[Date Prev][Date Next] [Chronological] [Thread] [Top]

Re: (ITS#6275) syncrepl taking long(not sync) when consumer not connect for a moment



--On Thursday, August 27, 2009 6:39 AM -0700 Rodrigo Costa 
<rlvcosta@yahoo.com> wrote:

> Quanah,
>
> Please see answer in your previous e-mail below.
>
> I'm also sending the information I could collect attached since it is a
> small file(5KB).
>
> The behavior that appears strange and that could indicate a problem is
> the fact that even when consumer is stopped the provider still doing
> something for a long time. This doesn't appear to be correct.
>
> Other strange behavior is that when system enters in this state one
> provider CPU stays running around 100% CPU usage. I made a jmeter script
> to test individual bind/search(no ldapsearch *) and then even with some
> load(like 200 simultaneous query) I do not see CPU in 100%. Something
> doesn't appear to be ok since I do not see why CPU should enter in 100%
> permanently.

I explained to you previously why this would be.  Other comments inline.

>> Why are you stopping the provider to do a slapcat?
> [Rodrigo]Faster dump of data.
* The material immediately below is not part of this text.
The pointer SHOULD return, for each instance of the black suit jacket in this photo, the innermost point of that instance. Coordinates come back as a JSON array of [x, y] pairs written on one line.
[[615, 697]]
And in any case if other situation like a
> problema occurs the secondary system could stay disconnect for other
> reasons.

Do you have any evidence that an offline slapcat is faster than one while 
slapd is running?  I don't understand what you mean in the rest of that 
sentence.

>>> Even a small number of entrances are different when consumer in
>>> Provider 2
>>> connects to Provider 1 then syncrepl enters in the full DB search as
>>> expected.
>>
>>
>> What is your sessionlog setting on each provider for the syncprov
>> overlay?
> [Rodrigo]
> syncprov-checkpoint 10000 120
> syncprov-sessionlog 100000

Hm, I would probably checkpoint the cookie a lot more frequently than you 
have it set to.  The sessionlog setting seems fine to me.

> Same configuration in both systems.
>>
>>> For definition purposes I have some memory limitations where I need to
>>> limit dncachesize for around 80% of DB entrances.
>>
>> We already went through other things you could do to reduce your
>> memory footprint in other ways.  You've completely ignored that
>> advice.  As long as your dncachesize is in this state, I don't expect
>> things to behave normally.
> [Rodrigo]I implemented what was possible. The end is this cache config
> possible by the memory constraints :
># Cache values
># cachesize       10000
> cachesize       20000
> dncachesize     3000000
># dncachesize    400000
># idlcachesize    10000
> idlcachesize    30000
># cachefree       10
> cachefree       100

You don't say anything in here about your DB_CONFIG settings, which is 
where you could stand to gain the most amount of memory back.  I do see 
you're definitely running a very restricted cachesize/idlcachesize. ;)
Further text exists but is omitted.